Диссертация не могла все же состоять из разрозненных эпизодов, обойтись без работы в архивах было невозможно. И Маша сидела подолгу возле шкафов с одинаковыми папками, терпеливо развязывала шнурочки папок, бережно вынимала старые документы, сводки, протоколы. Всё это требовало времени, и бывали минуты, когда Маша думала: «А это к лучшему, что Константин в отъезде, по крайней мере, больше успею без него».
Маша получала письма и от Лиды, — Лида жила далеко-далеко в Средней Азии, жила там с мужем и детьми. Замуж она вышла как-то смешно, словно нечаянно, — она всегда немножко скрывала свои чувства от окружающих и даже от близких и с замужеством тоже придумала фокус. Казалось, отношение Ивана к ней было определенным, и если он не спешил сделать ей формальное предложение, то только потому, что ее чрезмерная сдержанность и холодность не давали уверенности в ее положительном ответе. К его увечью она привыкла, но вела себя с Иваном не более свободно, чем прежде. Она сама сомневалась в стойкости своего чувства, и сама опровергала себя, а он все еще не объяснился, как следует. А время шло.
Но вот Иван окончил свой институт и сообщил Лиде, что едет в Тамбов: ему предлагают работу и в Ленинграде, только нет квартиры. До сих пор он жил в общежитии, а к первому сентября должен будет освободить место для нового студента.

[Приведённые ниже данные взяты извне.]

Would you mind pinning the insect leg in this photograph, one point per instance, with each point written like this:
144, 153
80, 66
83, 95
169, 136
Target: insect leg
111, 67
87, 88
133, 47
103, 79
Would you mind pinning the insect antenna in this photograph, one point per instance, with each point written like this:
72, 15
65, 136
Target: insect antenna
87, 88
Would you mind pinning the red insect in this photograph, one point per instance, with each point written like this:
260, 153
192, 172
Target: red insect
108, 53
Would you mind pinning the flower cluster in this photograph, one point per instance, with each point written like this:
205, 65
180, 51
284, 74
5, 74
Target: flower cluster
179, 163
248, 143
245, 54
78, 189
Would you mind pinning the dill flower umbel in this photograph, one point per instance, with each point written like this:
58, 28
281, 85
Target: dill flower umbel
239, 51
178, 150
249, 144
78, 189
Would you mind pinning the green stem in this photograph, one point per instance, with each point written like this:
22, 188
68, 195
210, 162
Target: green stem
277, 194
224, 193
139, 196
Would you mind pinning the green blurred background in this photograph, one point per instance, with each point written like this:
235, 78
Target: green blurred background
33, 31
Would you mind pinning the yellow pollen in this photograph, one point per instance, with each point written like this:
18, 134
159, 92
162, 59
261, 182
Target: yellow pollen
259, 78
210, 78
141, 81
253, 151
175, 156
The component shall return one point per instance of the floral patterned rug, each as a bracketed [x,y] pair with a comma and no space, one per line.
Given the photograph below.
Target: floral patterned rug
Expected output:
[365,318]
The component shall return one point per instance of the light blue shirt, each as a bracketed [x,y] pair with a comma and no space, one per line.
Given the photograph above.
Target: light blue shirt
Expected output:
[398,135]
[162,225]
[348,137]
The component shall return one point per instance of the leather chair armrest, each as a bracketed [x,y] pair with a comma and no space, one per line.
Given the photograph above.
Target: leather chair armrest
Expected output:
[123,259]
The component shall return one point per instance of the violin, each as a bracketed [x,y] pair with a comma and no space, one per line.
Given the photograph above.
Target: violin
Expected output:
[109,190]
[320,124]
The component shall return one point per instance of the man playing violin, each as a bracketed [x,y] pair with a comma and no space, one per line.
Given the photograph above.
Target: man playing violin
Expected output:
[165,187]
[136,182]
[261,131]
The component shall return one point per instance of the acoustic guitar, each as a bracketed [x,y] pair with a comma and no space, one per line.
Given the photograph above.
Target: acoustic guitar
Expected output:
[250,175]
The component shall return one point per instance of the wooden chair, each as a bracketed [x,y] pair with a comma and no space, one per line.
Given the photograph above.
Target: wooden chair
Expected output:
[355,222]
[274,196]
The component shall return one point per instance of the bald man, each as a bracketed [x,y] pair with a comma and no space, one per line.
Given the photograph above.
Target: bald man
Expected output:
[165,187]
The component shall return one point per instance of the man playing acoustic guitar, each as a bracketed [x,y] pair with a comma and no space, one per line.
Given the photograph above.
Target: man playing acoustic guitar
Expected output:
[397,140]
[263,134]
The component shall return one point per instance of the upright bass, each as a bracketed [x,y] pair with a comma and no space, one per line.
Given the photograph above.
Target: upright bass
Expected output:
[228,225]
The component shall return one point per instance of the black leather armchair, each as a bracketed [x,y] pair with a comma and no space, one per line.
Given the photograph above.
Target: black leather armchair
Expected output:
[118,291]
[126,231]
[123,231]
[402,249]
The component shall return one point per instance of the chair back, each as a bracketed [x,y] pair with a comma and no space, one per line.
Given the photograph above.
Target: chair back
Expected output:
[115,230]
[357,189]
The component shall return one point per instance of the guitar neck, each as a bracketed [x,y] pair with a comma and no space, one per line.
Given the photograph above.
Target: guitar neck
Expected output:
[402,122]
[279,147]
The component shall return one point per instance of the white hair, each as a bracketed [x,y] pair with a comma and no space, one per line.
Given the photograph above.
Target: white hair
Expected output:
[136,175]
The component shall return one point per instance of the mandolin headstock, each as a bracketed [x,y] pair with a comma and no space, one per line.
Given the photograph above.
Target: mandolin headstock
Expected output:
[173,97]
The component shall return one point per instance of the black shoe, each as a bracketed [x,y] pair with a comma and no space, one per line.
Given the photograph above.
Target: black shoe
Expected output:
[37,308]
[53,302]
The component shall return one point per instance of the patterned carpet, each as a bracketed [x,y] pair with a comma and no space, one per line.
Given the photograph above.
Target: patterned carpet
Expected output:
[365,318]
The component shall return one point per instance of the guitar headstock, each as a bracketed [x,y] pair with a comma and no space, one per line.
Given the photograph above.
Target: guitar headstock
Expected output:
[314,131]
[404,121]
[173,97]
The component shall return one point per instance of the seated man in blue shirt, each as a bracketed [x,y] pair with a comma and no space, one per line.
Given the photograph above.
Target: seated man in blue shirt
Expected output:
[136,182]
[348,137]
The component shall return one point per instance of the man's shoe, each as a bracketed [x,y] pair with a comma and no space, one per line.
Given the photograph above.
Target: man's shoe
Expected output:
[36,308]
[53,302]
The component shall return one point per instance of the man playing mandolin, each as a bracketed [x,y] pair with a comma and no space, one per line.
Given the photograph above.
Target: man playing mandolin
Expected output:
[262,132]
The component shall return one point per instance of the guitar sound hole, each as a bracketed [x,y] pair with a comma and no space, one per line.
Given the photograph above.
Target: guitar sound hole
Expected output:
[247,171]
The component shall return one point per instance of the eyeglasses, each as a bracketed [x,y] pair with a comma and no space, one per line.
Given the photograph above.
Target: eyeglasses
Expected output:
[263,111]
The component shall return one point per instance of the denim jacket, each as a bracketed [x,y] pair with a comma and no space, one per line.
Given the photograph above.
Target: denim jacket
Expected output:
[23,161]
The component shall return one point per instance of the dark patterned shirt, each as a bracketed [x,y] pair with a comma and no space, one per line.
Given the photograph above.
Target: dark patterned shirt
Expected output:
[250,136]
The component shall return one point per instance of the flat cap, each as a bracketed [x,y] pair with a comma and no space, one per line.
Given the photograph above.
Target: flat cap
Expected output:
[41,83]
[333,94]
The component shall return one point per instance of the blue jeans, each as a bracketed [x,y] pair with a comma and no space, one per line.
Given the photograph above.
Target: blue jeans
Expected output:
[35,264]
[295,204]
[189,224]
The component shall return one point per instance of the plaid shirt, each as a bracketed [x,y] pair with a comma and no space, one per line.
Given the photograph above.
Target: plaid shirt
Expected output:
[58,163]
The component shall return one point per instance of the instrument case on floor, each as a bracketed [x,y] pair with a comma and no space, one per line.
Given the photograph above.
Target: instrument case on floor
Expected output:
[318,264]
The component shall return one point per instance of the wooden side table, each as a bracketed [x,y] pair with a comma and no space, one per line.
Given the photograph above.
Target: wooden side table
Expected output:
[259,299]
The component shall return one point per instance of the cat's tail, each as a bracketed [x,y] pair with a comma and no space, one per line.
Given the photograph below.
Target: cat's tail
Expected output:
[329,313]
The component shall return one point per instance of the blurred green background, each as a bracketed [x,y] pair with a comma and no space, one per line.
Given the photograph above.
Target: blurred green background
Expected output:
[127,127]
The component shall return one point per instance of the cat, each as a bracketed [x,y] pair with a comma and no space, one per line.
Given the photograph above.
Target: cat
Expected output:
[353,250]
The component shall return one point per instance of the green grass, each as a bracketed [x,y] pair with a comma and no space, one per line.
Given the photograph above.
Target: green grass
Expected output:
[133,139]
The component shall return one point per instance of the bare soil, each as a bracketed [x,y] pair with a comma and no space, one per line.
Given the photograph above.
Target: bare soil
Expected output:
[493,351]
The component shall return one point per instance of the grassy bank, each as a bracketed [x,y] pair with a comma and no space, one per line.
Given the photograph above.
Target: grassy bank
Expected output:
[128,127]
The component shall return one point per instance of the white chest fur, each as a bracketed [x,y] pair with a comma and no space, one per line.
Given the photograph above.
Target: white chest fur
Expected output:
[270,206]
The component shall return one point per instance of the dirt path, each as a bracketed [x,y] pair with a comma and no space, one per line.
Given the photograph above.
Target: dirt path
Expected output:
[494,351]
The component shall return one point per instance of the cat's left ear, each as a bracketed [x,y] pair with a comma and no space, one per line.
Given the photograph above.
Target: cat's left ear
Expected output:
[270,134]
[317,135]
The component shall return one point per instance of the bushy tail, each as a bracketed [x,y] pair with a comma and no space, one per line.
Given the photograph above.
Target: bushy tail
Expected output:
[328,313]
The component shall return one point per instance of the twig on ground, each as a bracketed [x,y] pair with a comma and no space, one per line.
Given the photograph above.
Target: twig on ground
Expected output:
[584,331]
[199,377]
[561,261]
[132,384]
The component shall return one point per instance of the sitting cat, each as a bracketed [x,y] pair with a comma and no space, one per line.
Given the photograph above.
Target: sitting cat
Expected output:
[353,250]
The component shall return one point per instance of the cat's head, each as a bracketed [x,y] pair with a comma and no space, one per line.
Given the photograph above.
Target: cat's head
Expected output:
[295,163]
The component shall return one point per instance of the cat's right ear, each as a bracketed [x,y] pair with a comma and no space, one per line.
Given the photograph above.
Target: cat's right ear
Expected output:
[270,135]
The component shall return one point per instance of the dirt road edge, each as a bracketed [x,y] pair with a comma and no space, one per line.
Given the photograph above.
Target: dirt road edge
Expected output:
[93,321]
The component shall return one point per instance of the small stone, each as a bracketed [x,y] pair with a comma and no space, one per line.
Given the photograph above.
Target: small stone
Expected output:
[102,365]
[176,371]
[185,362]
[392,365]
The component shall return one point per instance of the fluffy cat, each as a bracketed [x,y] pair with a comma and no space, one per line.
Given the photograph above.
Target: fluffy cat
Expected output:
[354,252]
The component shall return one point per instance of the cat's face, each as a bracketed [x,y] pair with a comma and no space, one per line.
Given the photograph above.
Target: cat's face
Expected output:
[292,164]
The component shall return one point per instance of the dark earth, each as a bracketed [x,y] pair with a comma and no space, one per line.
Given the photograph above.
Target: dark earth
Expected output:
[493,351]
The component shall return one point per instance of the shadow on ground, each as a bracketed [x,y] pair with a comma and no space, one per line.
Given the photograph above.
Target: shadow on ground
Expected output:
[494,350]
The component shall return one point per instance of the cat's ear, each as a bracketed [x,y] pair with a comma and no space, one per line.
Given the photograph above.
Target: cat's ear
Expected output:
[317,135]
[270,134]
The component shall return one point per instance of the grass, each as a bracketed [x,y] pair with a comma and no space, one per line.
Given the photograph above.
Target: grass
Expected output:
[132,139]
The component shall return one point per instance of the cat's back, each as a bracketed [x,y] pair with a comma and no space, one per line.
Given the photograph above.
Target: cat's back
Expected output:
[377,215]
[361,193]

Теперь он сам ругал себя мысленно, что не объяснился с Лидой раньше: делать это сейчас было невозможно. Иван сильно помрачнел, ему казалось, что он попал в отвратительное безвыходное положение. Видно, придется расстаться с этой девушкой, так и не открыв ей сердца.
Услышав новость, Лида опечалилась. Поведение Ивана было непонятно. Неужели он так легко уедет от нее в другой город? Его следовало проверить. И она сказала:
— Если дело только в жилье, ты можешь прописаться у нас. А потом найдешь комнату. Какие пустяки.
Иван возразил, заявив, что это неудобно, что неизвестно, как посмотрит на это ее отец, но она взяла все на себя. В тот же день вечером, когда Иван ушел, Лида спросила у отца, можно ли прописать Ивана, и объяснила, что это нужно временно, пока он не найдет себе комнаты.